I’ve just written a paper documenting the paucity of women judges on twelve international courts and tribunals in mid-2015 and historically, explaining why there are so few women being elected and proposing solutions. It’s forthcoming in the Virginia Journal of International Law. If you’d like a preview, please download it at http://papers.ssrn.com/sol3/papers.cfm?abstract_id=2472054.  The article argues, in part, that a limited pool of qualified women is an unpersuasive explanation for the paucity of women on international court benches.   Proponents of this view argue that women are found in lower numbers in the highest echelons of the legal profession domestically, and therefore, it’s not surprising that they serve in low numbers on prestigious international court benches.

But if the limited pool argument is right, wouldn’t we expect the pool to grow over time, as more women join the legal profession and advance within its ranks? Yet eight of the twelve courts surveyed had fewer women on the bench in mid-2015 than in previous years. Also, states with higher percentages of women lawyers would appoint them in greater numbers than states with fewer women lawyers. The data, however, appears to point to a different conclusion.

It is estimated that half of France’s lawyers are women, yet it has never had a female permanent judge on the International Court of Justice, the International Criminal Court, the International Criminal Tribunals for Yugoslavia or Rwanda, the European Court of Justice, the Law of the Sea Tribunal, the International Court of Justice, or the European Court of Human Rights, although French men have served on all of them. (One French woman served as an ad litem judge for the ICTY.) About half of the UK’s lawyers are women, yet no British woman has ever served on the European Court of Justice, the International Criminal Court, the European Court of Human Rights, or the Yugoslav tribunal, although British men have. The UK did nominate Rosalynn Higgins, though, as the first woman ever to serve on the International Court of Justice, in 1995. (Only three more women have been elected to the 15-member ICJ bench in the intervening 20 years.) Although Russian women consist of about half of that country’s lawyers, no Russian woman has ever served on the five international courts where its men have served. On the other hand, China, where women are estimated to hold 20% of legal degrees, has successfully elected Chinese women to the International Court of Justice and the World Trade Organization’s Appellate Body.
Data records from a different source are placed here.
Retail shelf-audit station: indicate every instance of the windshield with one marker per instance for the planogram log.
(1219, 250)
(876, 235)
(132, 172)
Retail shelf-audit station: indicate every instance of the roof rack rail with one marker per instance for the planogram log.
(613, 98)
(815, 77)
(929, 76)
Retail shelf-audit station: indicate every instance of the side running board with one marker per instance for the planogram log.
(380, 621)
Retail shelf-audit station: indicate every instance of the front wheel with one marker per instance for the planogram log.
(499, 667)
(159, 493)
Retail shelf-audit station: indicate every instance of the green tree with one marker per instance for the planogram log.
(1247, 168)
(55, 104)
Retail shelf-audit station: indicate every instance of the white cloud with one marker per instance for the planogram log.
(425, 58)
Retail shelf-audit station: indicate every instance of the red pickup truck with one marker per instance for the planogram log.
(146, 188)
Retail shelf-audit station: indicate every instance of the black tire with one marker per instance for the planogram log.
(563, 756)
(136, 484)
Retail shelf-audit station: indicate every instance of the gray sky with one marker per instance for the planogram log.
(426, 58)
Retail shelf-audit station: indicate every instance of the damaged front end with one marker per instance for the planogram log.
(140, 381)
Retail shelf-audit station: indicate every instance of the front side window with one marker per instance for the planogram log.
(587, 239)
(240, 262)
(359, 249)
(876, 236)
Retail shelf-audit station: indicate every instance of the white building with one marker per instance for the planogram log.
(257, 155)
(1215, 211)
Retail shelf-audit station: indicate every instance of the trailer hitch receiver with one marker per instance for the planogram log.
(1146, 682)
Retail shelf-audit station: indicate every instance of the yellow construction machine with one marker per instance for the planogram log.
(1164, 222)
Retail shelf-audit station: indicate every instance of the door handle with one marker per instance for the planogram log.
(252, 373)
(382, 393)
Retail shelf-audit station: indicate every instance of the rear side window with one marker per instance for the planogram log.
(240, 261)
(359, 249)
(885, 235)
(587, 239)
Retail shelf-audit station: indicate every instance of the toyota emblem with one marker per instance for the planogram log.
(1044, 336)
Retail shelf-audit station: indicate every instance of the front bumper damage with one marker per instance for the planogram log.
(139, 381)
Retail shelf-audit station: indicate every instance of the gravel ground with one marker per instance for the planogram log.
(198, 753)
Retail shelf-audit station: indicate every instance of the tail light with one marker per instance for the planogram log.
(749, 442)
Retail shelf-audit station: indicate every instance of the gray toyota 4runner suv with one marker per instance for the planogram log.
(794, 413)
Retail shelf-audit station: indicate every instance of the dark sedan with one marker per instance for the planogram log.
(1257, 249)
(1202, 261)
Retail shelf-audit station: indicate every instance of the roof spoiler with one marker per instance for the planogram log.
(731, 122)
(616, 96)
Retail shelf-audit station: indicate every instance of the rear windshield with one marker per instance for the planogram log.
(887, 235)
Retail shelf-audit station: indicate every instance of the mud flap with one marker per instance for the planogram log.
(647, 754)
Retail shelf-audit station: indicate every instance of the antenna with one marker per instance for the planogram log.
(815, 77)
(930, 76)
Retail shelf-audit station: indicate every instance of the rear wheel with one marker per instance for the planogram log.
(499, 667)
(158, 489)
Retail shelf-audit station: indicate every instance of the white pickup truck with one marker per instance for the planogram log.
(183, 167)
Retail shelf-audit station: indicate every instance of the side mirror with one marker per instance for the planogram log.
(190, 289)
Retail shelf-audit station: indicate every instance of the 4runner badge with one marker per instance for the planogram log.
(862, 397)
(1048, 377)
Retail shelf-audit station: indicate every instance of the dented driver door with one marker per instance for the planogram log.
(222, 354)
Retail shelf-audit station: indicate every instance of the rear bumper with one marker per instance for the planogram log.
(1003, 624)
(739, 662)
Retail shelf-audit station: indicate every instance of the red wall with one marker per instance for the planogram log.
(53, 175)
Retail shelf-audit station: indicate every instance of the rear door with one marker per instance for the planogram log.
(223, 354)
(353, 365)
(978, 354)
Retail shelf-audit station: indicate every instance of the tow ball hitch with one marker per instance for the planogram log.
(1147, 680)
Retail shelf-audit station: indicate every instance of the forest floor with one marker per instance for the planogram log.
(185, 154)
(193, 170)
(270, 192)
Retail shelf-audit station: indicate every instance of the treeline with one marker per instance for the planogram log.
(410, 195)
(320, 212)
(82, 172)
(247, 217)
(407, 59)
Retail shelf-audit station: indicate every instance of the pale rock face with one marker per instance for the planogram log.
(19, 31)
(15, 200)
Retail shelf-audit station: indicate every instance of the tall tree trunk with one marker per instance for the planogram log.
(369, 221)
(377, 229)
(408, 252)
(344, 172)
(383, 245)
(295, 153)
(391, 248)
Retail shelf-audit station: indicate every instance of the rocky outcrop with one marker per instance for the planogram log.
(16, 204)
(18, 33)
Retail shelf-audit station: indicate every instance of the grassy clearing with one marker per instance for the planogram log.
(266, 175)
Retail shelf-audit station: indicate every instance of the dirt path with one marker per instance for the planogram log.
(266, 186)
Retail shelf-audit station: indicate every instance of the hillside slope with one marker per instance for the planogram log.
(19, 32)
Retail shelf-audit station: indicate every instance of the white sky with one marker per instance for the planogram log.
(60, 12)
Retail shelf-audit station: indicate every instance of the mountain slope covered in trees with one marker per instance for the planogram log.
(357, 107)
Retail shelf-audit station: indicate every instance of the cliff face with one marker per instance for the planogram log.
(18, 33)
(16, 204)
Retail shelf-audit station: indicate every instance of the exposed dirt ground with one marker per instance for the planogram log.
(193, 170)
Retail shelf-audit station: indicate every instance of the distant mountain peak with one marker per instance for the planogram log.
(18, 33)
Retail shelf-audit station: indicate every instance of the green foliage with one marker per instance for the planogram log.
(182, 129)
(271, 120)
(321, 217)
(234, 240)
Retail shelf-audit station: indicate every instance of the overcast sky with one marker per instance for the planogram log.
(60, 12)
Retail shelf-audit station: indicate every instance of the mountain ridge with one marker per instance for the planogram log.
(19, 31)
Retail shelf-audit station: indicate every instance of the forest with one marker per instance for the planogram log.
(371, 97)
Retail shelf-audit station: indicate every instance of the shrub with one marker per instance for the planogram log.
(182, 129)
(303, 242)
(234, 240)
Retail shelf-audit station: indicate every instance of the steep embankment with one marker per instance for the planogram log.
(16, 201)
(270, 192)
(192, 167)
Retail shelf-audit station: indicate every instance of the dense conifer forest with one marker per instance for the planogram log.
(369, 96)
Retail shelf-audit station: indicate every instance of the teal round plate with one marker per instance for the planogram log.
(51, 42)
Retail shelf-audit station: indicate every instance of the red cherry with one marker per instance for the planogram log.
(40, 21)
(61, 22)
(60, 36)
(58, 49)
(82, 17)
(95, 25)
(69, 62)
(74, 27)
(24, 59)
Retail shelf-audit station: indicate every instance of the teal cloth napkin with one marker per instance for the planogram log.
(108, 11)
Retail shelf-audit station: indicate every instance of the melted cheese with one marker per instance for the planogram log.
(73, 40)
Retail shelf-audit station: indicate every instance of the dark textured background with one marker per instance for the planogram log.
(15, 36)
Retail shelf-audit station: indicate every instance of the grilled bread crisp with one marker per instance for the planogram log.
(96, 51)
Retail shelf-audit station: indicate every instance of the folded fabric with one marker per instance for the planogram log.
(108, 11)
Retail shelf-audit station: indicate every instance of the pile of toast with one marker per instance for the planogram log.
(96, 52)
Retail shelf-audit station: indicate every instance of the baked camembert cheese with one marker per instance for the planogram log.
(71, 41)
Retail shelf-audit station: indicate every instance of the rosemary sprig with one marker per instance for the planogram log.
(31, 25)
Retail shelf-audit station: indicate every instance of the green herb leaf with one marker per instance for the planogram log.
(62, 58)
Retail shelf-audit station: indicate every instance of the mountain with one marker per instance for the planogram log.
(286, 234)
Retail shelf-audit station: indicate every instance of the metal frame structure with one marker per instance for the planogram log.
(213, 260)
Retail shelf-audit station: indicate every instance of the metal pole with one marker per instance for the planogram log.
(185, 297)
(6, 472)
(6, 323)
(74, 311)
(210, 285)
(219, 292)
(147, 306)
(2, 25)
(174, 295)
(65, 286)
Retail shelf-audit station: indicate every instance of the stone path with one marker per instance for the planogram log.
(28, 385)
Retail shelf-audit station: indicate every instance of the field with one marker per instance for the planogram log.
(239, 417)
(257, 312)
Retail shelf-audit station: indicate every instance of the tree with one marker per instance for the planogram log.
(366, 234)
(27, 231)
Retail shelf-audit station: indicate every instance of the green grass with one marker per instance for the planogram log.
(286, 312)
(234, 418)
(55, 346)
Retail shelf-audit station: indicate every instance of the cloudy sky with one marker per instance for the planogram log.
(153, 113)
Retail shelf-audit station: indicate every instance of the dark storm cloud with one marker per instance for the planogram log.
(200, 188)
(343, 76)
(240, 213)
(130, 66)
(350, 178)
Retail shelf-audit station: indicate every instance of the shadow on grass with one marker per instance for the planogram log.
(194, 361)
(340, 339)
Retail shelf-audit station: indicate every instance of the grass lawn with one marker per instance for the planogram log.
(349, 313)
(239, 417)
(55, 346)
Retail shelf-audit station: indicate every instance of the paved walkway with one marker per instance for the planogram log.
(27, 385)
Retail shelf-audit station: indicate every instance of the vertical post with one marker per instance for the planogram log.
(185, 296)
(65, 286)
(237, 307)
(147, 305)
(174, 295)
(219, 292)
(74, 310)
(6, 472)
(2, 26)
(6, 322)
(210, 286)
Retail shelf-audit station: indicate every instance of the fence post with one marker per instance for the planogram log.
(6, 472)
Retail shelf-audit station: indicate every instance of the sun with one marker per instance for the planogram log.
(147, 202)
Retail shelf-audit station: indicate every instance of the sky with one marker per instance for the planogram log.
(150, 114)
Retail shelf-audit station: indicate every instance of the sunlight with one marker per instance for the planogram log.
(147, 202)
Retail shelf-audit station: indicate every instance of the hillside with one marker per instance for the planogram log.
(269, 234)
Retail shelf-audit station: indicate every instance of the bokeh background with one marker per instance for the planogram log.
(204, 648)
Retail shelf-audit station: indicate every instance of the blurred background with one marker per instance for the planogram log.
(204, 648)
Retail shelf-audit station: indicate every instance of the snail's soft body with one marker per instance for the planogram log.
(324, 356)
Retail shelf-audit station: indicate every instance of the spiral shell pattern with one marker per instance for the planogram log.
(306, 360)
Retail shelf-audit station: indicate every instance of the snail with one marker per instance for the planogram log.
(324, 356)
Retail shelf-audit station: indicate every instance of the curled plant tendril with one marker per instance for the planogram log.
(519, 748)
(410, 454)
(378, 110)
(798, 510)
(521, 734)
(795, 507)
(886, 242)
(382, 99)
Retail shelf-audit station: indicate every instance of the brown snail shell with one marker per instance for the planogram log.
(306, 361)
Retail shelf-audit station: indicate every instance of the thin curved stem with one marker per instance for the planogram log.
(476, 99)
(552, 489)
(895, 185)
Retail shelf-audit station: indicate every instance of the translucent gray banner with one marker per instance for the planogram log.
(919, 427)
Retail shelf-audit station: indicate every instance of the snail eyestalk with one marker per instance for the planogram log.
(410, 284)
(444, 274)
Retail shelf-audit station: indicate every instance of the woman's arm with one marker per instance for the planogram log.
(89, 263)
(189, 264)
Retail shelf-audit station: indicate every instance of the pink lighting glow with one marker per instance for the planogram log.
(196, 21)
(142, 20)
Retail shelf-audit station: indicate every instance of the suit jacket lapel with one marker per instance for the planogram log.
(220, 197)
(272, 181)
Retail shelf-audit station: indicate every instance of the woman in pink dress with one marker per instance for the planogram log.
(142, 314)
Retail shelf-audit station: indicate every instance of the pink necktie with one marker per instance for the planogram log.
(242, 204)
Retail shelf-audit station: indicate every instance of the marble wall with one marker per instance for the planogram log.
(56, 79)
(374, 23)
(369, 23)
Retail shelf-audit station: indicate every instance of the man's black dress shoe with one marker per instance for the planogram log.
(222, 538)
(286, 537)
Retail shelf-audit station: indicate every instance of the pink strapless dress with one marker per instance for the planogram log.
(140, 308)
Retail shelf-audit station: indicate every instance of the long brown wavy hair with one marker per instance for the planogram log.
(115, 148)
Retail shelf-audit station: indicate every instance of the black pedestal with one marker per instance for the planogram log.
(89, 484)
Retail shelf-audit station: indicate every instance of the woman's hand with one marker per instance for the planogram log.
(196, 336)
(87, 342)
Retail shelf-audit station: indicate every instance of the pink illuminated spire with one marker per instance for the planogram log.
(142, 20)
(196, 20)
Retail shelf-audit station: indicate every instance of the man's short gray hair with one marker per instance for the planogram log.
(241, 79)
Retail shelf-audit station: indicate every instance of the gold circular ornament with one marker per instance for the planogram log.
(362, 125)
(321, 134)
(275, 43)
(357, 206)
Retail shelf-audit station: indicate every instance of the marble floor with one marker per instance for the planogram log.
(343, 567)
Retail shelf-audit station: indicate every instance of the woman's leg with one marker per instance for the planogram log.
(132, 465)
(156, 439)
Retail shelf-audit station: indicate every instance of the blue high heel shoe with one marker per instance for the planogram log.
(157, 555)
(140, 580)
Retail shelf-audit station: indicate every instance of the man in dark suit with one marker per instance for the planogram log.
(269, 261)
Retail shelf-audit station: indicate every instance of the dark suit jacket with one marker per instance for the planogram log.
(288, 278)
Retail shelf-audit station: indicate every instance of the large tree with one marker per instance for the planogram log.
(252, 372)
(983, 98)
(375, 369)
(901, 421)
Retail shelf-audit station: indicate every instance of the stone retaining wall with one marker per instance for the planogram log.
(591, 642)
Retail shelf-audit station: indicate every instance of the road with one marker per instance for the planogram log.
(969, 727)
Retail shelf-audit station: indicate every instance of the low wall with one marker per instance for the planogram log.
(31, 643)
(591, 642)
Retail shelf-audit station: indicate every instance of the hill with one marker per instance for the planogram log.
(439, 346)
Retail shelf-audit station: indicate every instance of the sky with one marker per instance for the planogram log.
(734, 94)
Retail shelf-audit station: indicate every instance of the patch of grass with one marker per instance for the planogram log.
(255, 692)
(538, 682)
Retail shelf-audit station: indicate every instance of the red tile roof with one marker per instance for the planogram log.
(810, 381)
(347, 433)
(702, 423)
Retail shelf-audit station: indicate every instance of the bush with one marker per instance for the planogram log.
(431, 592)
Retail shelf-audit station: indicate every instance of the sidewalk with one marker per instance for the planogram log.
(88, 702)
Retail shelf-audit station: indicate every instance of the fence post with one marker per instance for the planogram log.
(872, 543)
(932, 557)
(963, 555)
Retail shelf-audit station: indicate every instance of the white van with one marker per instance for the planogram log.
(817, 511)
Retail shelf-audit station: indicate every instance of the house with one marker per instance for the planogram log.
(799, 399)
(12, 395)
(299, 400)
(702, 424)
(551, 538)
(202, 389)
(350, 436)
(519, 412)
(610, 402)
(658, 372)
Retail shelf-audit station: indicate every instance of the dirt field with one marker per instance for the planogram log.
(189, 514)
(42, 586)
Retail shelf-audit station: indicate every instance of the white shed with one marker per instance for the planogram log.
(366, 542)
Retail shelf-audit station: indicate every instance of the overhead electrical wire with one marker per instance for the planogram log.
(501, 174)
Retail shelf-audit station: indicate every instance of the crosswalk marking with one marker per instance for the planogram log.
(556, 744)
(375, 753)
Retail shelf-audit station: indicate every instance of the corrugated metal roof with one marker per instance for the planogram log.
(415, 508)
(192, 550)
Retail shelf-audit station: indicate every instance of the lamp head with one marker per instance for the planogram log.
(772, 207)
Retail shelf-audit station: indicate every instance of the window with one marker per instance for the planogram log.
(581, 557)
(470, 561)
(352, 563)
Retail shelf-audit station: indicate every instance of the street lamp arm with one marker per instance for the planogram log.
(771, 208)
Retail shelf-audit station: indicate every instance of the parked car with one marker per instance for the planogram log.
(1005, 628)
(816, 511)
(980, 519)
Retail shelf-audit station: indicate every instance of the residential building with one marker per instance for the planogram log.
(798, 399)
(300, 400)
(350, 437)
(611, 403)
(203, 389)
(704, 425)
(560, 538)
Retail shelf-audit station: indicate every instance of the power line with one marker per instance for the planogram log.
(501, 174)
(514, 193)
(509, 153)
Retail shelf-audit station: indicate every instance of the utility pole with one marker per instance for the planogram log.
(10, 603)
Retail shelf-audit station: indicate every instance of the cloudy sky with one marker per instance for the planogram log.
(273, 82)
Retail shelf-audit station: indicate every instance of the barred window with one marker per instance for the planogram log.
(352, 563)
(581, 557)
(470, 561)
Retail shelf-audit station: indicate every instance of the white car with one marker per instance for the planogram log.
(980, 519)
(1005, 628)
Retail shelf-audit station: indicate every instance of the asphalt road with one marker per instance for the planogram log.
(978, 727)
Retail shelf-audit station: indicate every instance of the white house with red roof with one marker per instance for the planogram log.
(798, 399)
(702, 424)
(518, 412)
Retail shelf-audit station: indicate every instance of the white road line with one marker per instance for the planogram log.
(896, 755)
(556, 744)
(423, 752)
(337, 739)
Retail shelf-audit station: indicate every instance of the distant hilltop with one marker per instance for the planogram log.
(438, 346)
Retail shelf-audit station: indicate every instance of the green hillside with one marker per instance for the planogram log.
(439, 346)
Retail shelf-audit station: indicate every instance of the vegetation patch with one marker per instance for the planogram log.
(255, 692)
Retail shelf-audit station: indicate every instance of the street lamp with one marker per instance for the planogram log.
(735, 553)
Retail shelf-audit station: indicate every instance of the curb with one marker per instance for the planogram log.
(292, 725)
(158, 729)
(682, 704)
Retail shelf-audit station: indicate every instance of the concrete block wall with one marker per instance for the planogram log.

It’s also important to remember that there are not that many international judge positions out there. We are not talking about filling 10,000 judicial seats. On the twelve courts surveyed, there are 195 judicial slots available, and they turn over every few years, depending on the court. You don’t need a very large pool to fill these slots. And there must be more than one woman in a world of 7 billion people who is qualified to serve on ITLOS and the WTO’s Appellate Body, and in the entire populations of the states parties to the Inter-American Court of Human Rights and the ECOWAS Court.

Finally, there’s a problematic side effect to relying on the pool argument. The pool for international judges could itself be limited due to discrimination and exclusion at the domestic level. So using it to justify lower numbers of women at the international level simply replicates and exacerbates exclusion at the domestic one.

I hope you’ll check out Gqual in the days to come. It’s time for a change!

The point of the campaign is to get states to nominate and vote for more women for these important positions. The campaign is timely and significant because women continue to lag far behind men in decision-making positions on these bodies. Did you know only one woman is serving on the 7 member benches of the WTO Appellate Body, the ECOWAS Community Court of Justice, and the Inter-American Court of Human Rights? And only one woman sits on the 21-member bench of the International Tribunal for the Law of the Sea? She also happens to be the only woman ever to serve on that court, in almost two decades.